A Procuradoria Geral da República se manifestou pelo provimento do recurso, em fundamentado parecer do Subprocurador-Geral da República Wagner de Castro Mathias Neto. O entendimento da PGR restou acatado pelo STF, que aproveitou o ensejo para pacificar a questão por meio da edição da quinta súmula vinculante.

A súmula merece aplausos, em nosso entender. No entanto, a aprovação do enunciado não deixou de causar uma certa perplexidade, ante a rapidez da manifestação do STF sobre tema que já houvera sido sumulado pelo STJ no fim do ano passado. Ademais, o processo de aprovação da súmula causou estranheza.

Trata-se, sem dúvida, de matéria constitucional, uma vez que, como dissemos, o princípio da ampla defesa encontra-se expressamente referido no texto da Lei Maior. Todavia, a Constituição prevê que o STF pode editar súmula vinculante "após reiteradas decisões sobre matéria constitucional" (art. 103-A, caput), o que pressupõe várias decisões no mesmo sentido. Não obstante, conhecemos apenas um julgado no qual a Corte Suprema tenha se pronunciado diretamente sobre o assunto [04], o que sugere que a aprovação do enunciado poderia ter esperado outras decisões, para assegurar a ampla discussão que o tema exige.

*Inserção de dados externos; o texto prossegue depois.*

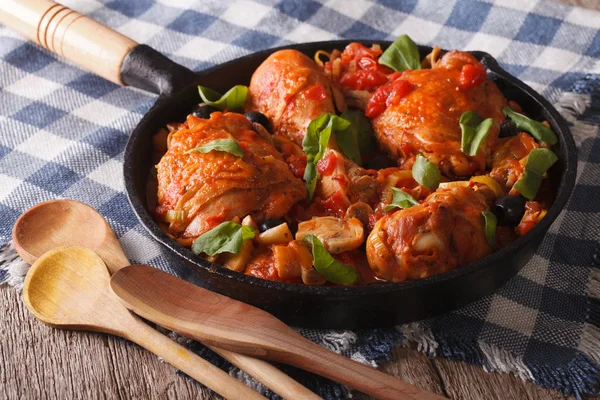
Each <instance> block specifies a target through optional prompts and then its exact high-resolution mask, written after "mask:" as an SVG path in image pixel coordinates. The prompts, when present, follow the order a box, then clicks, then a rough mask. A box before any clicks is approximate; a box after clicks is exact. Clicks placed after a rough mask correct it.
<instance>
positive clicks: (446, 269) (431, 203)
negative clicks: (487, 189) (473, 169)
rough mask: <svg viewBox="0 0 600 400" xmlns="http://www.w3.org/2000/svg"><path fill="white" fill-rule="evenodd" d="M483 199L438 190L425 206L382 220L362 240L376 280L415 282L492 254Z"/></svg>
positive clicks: (459, 189)
mask: <svg viewBox="0 0 600 400" xmlns="http://www.w3.org/2000/svg"><path fill="white" fill-rule="evenodd" d="M484 210H488V204H487V201H486V199H485V197H484V196H483V195H482V194H481V193H480V192H478V191H476V190H474V189H472V188H470V187H455V188H452V189H448V190H444V189H438V190H437V191H436V192H435V193H432V194H431V195H429V196H428V197H427V198H426V199H425V202H424V203H422V204H419V205H416V206H414V207H410V208H406V209H403V210H399V211H396V212H395V213H393V214H389V215H386V216H384V217H383V218H381V219H380V220H379V221H377V223H376V224H375V227H374V228H373V231H372V232H371V234H370V235H369V238H368V239H367V257H368V260H369V264H370V266H371V269H372V270H373V272H374V273H375V276H377V277H378V278H380V279H384V280H387V281H392V282H401V281H405V280H412V279H419V278H424V277H427V276H431V275H435V274H439V273H442V272H446V271H450V270H452V269H455V268H456V267H458V266H461V265H465V264H468V263H470V262H473V261H476V260H479V259H480V258H482V257H485V256H487V255H488V254H490V253H491V252H492V248H491V247H490V245H489V244H488V242H487V239H486V236H485V223H484V218H483V216H482V215H481V212H482V211H484Z"/></svg>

É certo, entretanto, que a "pressa" do STF em aprovar a súmula não é sem justificativa: após a edição pelo STJ da Súmula nº 343 (que exigia a presença de advogado), muitos servidores ou ex-servidores que não conheciam essa posição do Tribunal Superior correram para tentar anular as punições disciplinares eventualmente sofridas sem a assistência de advogado.

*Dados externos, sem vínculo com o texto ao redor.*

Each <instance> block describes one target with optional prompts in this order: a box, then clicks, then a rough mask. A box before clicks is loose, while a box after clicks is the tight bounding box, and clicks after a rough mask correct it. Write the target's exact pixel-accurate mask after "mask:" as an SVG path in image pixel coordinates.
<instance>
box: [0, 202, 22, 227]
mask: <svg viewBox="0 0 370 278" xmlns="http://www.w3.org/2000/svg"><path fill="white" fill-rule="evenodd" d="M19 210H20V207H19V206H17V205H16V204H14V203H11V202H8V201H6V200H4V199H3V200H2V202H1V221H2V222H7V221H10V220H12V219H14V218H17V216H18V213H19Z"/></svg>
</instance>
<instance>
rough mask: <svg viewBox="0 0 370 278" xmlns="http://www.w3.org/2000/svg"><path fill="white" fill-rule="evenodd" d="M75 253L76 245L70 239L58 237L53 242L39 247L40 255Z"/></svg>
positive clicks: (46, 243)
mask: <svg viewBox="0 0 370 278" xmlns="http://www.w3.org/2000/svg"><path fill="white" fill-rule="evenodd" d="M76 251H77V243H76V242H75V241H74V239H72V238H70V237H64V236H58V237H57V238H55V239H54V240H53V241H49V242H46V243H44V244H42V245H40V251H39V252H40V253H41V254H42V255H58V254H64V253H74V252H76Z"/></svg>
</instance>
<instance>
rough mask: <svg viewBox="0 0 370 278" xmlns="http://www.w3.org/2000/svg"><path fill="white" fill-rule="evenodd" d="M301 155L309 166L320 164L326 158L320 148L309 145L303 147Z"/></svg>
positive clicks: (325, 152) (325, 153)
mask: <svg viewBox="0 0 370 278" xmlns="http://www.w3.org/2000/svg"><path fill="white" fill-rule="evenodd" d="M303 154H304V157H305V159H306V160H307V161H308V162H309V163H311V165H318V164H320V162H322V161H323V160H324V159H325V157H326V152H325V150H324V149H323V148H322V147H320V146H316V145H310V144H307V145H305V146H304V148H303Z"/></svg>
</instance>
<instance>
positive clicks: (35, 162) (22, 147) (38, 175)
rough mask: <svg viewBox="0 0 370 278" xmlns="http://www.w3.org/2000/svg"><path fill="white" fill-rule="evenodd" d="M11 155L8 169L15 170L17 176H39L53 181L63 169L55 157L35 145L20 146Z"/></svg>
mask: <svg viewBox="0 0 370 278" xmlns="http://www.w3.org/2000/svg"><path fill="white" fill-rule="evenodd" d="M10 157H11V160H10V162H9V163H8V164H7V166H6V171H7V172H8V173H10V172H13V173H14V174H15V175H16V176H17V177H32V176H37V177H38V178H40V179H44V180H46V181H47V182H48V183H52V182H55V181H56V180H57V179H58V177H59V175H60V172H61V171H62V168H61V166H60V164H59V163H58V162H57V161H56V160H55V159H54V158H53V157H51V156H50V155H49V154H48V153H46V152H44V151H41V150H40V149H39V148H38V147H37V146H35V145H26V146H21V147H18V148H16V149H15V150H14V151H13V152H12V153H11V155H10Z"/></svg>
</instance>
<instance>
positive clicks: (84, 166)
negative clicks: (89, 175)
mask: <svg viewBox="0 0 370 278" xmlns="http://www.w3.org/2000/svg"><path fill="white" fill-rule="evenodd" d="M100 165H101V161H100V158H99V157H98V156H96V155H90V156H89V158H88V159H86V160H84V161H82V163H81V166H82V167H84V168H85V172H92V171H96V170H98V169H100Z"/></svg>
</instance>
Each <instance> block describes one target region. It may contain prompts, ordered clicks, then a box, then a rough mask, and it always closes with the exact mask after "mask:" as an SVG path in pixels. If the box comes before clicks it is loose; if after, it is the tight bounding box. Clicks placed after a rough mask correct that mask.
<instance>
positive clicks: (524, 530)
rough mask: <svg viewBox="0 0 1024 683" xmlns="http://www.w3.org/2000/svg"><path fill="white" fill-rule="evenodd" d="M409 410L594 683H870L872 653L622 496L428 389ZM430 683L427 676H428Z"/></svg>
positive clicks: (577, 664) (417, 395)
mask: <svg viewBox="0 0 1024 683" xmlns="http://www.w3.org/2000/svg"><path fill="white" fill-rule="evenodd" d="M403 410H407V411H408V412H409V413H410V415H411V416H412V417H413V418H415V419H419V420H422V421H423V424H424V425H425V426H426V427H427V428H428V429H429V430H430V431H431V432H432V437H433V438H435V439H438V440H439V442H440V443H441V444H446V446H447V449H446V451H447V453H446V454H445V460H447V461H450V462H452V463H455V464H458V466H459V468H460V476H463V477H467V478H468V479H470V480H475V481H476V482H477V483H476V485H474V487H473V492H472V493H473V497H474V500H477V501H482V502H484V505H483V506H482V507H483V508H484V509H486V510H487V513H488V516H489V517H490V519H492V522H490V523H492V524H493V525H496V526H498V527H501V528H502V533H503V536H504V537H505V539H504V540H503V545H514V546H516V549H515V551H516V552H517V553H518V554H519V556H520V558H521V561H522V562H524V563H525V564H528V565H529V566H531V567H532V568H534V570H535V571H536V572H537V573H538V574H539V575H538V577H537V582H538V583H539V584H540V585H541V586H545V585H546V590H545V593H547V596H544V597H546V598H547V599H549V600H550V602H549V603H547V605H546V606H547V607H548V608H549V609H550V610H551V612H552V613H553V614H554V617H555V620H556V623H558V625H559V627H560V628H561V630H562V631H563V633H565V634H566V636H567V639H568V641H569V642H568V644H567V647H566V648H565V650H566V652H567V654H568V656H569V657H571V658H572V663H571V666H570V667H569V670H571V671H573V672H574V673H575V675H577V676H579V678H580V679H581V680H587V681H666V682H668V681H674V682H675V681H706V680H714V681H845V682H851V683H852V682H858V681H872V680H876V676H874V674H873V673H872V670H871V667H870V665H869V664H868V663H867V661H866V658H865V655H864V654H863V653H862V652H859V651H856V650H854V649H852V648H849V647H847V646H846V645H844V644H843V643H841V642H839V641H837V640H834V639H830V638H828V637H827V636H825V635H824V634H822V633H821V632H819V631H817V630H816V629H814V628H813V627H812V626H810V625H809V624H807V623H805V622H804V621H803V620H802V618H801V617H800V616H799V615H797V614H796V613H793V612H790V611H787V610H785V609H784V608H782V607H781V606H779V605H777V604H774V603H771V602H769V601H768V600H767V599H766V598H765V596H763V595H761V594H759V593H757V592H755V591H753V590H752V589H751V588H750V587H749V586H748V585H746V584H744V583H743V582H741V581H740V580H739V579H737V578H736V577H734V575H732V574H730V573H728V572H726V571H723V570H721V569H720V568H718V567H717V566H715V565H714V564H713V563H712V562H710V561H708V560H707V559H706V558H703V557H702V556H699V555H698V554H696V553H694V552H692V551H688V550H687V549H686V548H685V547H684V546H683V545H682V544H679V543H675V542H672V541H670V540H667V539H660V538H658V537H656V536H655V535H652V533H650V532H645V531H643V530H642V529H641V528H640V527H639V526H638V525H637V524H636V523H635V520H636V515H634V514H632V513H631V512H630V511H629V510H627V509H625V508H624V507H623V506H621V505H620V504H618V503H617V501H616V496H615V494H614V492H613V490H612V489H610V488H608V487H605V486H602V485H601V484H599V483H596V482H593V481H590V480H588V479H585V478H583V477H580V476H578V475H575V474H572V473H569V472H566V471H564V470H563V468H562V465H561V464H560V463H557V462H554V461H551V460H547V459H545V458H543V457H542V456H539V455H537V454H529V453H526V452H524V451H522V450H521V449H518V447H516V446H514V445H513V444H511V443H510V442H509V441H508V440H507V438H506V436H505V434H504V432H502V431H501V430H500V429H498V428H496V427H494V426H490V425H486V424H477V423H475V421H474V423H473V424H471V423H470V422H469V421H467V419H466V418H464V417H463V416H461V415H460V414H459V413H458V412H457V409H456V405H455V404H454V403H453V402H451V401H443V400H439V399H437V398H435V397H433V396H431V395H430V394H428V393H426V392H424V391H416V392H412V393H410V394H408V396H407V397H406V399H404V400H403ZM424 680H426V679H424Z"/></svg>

De acordo com informação da AGU, nada menos que 1.711 processos administrativos poderiam ser anulados se prevalecesse a posição do STJ. Nesse sentido, relevantíssimo foi o advento da Súmula Vinculante nº 05, que definiu a posição do STF e impediu a proliferação de decisões contraditórias.

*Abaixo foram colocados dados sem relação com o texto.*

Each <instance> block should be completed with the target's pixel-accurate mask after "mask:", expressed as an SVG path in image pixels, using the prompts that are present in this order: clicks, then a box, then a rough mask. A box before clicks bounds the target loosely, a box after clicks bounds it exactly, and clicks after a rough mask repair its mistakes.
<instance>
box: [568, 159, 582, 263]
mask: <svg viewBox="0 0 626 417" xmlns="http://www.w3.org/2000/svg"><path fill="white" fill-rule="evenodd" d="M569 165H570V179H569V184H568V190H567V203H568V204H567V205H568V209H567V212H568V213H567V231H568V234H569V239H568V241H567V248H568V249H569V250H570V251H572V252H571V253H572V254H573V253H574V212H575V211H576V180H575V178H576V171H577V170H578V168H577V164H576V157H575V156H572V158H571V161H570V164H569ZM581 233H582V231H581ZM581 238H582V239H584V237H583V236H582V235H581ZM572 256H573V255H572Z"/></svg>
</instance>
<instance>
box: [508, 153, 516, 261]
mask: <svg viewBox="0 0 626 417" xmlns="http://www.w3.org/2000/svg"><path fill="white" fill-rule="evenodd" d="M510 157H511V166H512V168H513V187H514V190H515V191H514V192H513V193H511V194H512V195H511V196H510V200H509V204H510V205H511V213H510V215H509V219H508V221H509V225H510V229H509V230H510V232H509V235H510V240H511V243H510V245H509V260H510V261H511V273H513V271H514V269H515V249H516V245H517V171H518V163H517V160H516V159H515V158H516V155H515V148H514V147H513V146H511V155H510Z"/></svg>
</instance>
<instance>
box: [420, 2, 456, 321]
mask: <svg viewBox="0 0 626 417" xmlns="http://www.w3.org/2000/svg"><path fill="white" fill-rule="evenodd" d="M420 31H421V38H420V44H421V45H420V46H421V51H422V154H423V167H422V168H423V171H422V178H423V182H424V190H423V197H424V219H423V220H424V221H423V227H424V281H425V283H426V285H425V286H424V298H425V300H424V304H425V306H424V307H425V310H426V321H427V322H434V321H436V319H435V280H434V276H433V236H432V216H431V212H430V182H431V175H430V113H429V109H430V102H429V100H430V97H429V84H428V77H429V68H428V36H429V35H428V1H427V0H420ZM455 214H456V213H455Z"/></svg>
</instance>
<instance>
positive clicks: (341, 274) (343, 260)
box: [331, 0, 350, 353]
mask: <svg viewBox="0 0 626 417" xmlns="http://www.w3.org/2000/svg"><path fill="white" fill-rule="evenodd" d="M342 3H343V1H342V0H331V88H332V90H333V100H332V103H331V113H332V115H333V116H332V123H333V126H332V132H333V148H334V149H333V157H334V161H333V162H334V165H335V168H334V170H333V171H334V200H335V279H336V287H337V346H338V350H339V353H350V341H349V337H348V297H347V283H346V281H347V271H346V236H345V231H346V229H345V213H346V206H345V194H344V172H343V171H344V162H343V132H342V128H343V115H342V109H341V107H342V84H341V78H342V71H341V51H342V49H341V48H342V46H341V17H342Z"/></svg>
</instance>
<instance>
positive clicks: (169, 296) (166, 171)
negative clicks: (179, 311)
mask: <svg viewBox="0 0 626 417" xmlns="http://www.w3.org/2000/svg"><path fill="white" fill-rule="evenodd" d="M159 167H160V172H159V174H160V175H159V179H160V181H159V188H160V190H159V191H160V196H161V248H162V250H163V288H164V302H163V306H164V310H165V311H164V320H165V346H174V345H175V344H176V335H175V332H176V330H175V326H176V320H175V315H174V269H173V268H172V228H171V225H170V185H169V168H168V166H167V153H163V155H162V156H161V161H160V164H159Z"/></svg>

3. O TEOR DA SÚMULA VINCULANTE Nº 05

O conteúdo da Súmula Vinculante nº 05 é bastante simples e claro: "A falta de defesa técnica por advogado no processo administrativo disciplinar não ofende a Constituição". De acordo com esse enunciado, é válido o processo administrativo disciplinar mesmo quando ausente a defesa técnica, isto é, a atividade defensiva desenvolvida por advogado ou defensor dativo legalmente habilitado. Dessa forma, não mais será imprescindível a assistência do servidor por um causídico, pois a ausência do defensor técnico não é mais considerada causa de nulidade.

Perceba-se que o enunciado afirma apenas que a falta de defesa técnica não ofende a Constituição. No entanto, é de se lembrar que a Lei nº 8.112/90 também não faz tal exigência (art. 156), fato abordado pelo STF no julgamento do RE 434.059/DF.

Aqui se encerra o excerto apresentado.